O Supremo Tribunal Federal (STF) retoma nesta terça-feira (28) o julgamento referente ao caso do fotojornalista Sérgio Silva, que perdeu a visão do olho esquerdo após ser atingido por uma bala de borracha disparada por um policial durante uma manifestação em São Paulo, em 2013. O incidente ocorreu enquanto ele realizava a cobertura do protesto contra o aumento da tarifa do transporte público, resultando em lesões profundas que levaram à atrofia do órgão afetado.
O julgamento, que acontece na Primeira Turma da Suprema Corte, analisa se o Estado de São Paulo deve ser responsabilizado e indenizar Silva. Até o momento, os ministros Flávio Dino e Cristiano Zanin manifestaram-se a favor do reconhecimento do direito à indenização, enquanto Alexandre de Moraes se posicionou contra. A ministra Cármen Lúcia deve apresentar seu voto em uma sessão que será realizada de forma presencial.
Entre os pontos discutidos está a possibilidade de concessão de uma pensão mensal vitalícia ao fotojornalista, cujo valor ainda está por ser definido, além da condenação do Estado ao pagamento de R$100 mil a título de danos morais. Sérgio Silva expressou sua frustração com o longo processo judicial, afirmando: “Treze anos não são 13 dias, nem 13 horas, nem muito menos 13 minutos. São 13 anos sofrendo o segundo ato de violência, como eu chamo, que é enfrentar um processo judiciário.”

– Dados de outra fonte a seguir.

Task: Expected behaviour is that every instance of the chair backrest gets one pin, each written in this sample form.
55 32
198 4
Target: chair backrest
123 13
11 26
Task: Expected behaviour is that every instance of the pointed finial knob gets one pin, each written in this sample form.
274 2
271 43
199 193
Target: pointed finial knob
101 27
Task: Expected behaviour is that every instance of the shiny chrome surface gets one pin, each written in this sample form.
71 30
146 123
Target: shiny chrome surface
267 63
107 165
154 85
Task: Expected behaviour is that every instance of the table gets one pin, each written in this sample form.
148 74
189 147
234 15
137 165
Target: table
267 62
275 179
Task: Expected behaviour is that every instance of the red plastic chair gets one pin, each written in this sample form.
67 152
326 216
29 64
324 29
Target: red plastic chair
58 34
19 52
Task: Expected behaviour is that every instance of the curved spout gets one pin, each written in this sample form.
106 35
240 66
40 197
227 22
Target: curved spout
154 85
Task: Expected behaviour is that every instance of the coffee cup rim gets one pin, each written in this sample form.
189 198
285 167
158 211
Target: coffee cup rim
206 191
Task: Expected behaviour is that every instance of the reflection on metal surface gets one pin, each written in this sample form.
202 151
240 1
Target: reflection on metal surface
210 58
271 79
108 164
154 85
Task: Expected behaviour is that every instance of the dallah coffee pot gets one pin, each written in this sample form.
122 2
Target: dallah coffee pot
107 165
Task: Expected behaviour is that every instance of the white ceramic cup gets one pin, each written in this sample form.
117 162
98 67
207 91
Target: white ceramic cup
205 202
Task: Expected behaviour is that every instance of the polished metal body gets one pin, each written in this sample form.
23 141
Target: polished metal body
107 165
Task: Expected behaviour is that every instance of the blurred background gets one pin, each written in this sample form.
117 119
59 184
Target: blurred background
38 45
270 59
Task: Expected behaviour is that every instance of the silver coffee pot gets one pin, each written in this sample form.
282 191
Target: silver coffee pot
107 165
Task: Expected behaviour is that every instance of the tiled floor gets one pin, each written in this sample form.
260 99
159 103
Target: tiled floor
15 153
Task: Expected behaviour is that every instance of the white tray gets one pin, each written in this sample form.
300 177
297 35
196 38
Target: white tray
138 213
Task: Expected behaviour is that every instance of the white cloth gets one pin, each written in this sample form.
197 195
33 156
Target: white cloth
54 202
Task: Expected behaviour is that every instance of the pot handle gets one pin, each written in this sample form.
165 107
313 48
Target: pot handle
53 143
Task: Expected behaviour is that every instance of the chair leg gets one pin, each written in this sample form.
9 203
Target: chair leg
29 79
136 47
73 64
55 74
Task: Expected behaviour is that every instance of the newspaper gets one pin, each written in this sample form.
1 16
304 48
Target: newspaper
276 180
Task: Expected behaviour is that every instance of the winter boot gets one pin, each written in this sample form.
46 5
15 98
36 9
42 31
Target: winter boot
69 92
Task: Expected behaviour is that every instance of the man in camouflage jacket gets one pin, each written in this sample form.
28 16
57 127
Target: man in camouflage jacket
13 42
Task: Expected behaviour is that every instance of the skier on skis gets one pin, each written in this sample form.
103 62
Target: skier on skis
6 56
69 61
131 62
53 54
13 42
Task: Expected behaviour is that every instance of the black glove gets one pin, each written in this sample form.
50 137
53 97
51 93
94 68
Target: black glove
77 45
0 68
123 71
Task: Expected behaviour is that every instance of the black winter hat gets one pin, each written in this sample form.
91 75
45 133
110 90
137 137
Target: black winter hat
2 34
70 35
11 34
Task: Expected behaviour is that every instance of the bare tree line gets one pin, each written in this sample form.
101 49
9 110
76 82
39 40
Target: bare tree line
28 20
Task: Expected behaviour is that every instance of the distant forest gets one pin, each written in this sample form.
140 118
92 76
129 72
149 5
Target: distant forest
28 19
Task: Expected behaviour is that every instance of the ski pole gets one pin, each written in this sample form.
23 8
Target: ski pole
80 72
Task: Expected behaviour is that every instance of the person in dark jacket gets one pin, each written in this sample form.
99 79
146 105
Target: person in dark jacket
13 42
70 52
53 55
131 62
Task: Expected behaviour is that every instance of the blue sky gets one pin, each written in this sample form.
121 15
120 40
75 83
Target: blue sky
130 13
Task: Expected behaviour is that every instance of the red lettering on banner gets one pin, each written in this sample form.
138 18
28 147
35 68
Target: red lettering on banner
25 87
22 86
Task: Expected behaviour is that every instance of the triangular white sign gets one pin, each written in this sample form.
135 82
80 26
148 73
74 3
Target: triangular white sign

Silva também criticou o fato de que em instâncias anteriores, tanto a primeira quanto a segunda, a Justiça paulista rejeitou seu pedido de indenização. Ele afirmou que o processo judicial tem insistido em desconsiderar as evidências de que a Polícia Militar foi responsável pelo disparo que o feriu, colocando a responsabilidade sobre ele por estar presente no local.
O Sindicato dos Jornalistas Profissionais no Estado de São Paulo (SJSP) e a Federação Nacional dos Jornalistas (FENAJ) emitiram uma nota conjunta destacando a importância do julgamento, que pode se tornar um marco na responsabilização de agentes públicos em casos de violência contra a imprensa. A nota enfatiza que o caso é emblemático na luta contra a violência do Estado e a impunidade, além de ressaltar a necessidade de garantir condições adequadas de trabalho para jornalistas.
“O SJSP e a FENAJ reiteram a expectativa de que o Supremo Tribunal Federal reafirme sua jurisprudência quanto à responsabilidade do Estado e assegure justiça a Sérgio Andrade da Silva, reconhecendo o direito à indenização pela violência sofrida”, conclui a nota.